An end-to-end logistic regression project predicting the 10-year risk of coronary heart disease (CHD).
- ➡️ View the Jupyter Notebook on GitHub: chd-risk-prediction-logit.ipynb
- Dataset: Cardiovascular Study Dataset on Kaggle
Problem: CHD is a leading cause of death, and early identification of high-risk patients can save lives and reduce healthcare costs.

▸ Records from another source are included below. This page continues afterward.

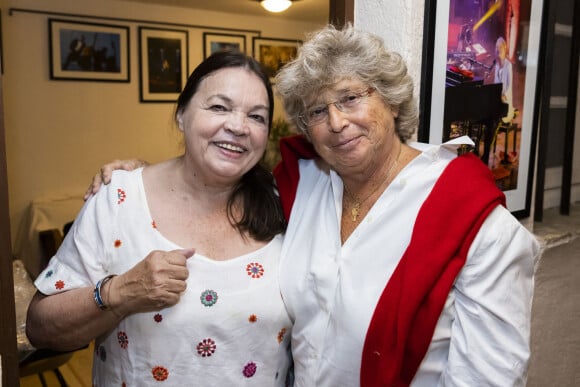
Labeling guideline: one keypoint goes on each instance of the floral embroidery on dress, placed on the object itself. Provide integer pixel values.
(206, 347)
(121, 196)
(255, 270)
(123, 339)
(101, 353)
(281, 335)
(249, 369)
(208, 297)
(160, 373)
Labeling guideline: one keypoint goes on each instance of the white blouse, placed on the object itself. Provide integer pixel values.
(330, 290)
(230, 327)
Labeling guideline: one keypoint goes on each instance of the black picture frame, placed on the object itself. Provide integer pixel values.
(454, 96)
(81, 51)
(163, 63)
(273, 53)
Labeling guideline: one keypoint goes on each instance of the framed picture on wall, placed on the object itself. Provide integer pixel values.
(274, 53)
(483, 83)
(82, 51)
(163, 63)
(222, 42)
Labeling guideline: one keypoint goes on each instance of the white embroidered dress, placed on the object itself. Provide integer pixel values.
(230, 327)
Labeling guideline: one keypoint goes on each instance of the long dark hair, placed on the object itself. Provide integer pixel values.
(262, 215)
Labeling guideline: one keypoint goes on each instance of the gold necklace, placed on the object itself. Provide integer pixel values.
(355, 210)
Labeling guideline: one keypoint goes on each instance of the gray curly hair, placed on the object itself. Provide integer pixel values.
(330, 55)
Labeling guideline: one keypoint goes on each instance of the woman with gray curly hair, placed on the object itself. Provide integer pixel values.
(400, 264)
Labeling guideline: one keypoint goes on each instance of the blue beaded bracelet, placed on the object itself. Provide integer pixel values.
(97, 292)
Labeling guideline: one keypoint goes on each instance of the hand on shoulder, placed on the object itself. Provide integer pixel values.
(106, 171)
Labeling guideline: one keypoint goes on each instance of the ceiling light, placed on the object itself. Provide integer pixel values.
(276, 5)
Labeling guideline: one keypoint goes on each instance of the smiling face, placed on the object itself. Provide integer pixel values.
(357, 141)
(225, 124)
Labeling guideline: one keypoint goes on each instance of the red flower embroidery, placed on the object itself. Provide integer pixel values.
(281, 335)
(121, 195)
(160, 373)
(206, 347)
(255, 270)
(123, 339)
(249, 369)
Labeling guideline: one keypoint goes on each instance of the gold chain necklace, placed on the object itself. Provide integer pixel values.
(355, 210)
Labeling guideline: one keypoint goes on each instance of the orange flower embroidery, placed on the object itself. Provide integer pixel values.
(281, 335)
(160, 373)
(255, 270)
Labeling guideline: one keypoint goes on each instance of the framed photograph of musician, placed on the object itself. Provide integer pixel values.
(82, 51)
(163, 63)
(222, 42)
(274, 53)
(483, 83)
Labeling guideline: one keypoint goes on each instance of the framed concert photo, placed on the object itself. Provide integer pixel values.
(82, 51)
(481, 80)
(213, 42)
(163, 64)
(274, 53)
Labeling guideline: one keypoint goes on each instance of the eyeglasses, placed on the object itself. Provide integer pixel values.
(348, 103)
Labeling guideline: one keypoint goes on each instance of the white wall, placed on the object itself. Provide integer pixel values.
(59, 132)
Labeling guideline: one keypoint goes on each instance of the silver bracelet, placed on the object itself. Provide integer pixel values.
(97, 292)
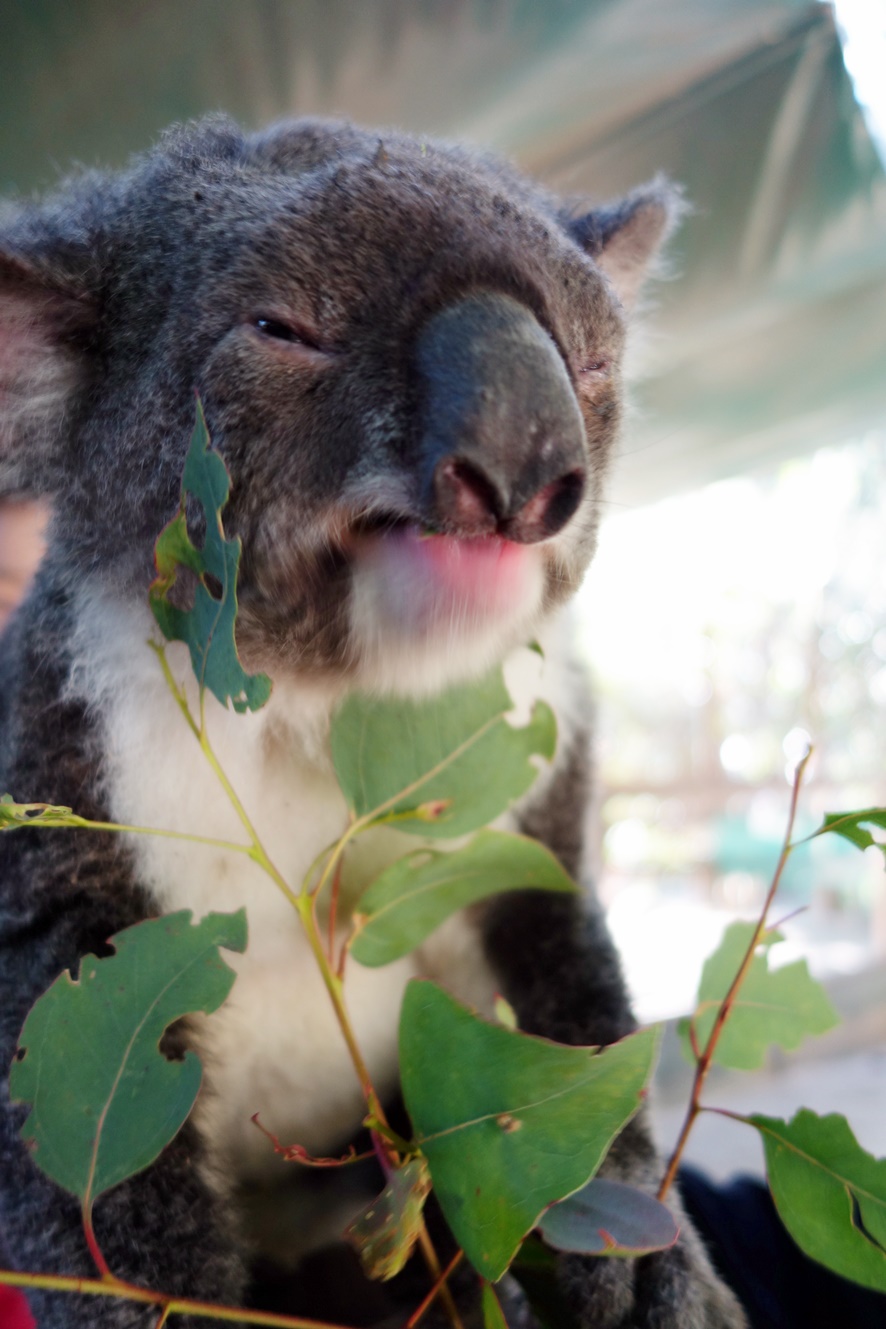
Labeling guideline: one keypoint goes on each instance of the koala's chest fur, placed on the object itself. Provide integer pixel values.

Solution: Built a logistic regression model with class-weight balancing and threshold optimized for F2 score. Preprocessed data, log-transformed skewed features, and removed multicollinear variables. Achieved F2 = 0.525 and ~80% recall on the test set, enabling early identification of at-risk patients for targeted interventions.
- Predict 10-year risk of CHD using logistic regression.
- Handle class imbalance using stratified splits and class weighting.
- Optimize model threshold for F2-Score to prioritize recall.
- Perform robust preprocessing and feature engineering based on Exploratory Data Analysis (EDA).
- Data Cleaning & Preparation
- Exploratory Data Analysis (EDA)
- Feature Selection & Transformation (log-transform skewed features, remove multicollinear features)
- Missing Value Imputation
- Train/Test Split (stratified)
- Logistic Regression with
class_weight='balanced' - Threshold Optimization based on F2-Score
- Model Evaluation (Recall, F2, ROC-AUC, Confusion Matrix)
Because missing a high-risk patient is more costly than a false alarm, the decision threshold was optimized using the F2-score, which prioritizes recall over precision. The optimal threshold was selected based on training-set probabilities.
Lowering the threshold from 0.50 to 0.40 increased the model’s ability to identify at-risk patients while maintaining acceptable precision.
The confusion matrix below illustrates model performance on the test set using the optimized threshold. The model favors recall, resulting in fewer false negatives at the expense of increased false positives — an appropriate trade-off for a medical screening task.
The ROC curve (Receiver Operating Characteristic curve) visualizes the model's ability to distinguish between patients who will develop CHD and those who will not across all possible thresholds.
- ROC-AUC (Area Under the ROC Curve): 0.694
This metric summarizes the model’s overall discriminatory power.- 1.0 = perfect separation of classes
- 0.5 = no better than random guessing
A ROC-AUC of 0.694 indicates the model reasonably separates at-risk and not-at-risk patients, showing it performs better than chance at predicting 10-year CHD risk.
-
F2 Score: The initial model had an F2 score of 0.487 on the test set. After threshold optimization, the F2 score increased to 0.525, an improvement of approximately 7.8%, reflecting better detection of at-risk patients while maintaining a balance between recall and precision.
-
Recall: With the optimized threshold, the model achieved a recall of ~80%, meaning it correctly identifies 8 out of 10 patients who will develop CHD within 10 years. This high recall is crucial for a screening tool where missing at-risk patients carries significant consequences.
-
ROC-AUC: The model achieved a ROC-AUC of 0.694, indicating it can reasonably distinguish between patients who will and will not develop CHD over 10 years.
- Use pipelines for preprocessing and modeling.
- Explore alternative models (e.g., XGBoost, LightGBM).
- Perform cost-sensitive threshold tuning based on false positive vs. false negative impact.
- Conduct in-depth analysis on misclassified samples.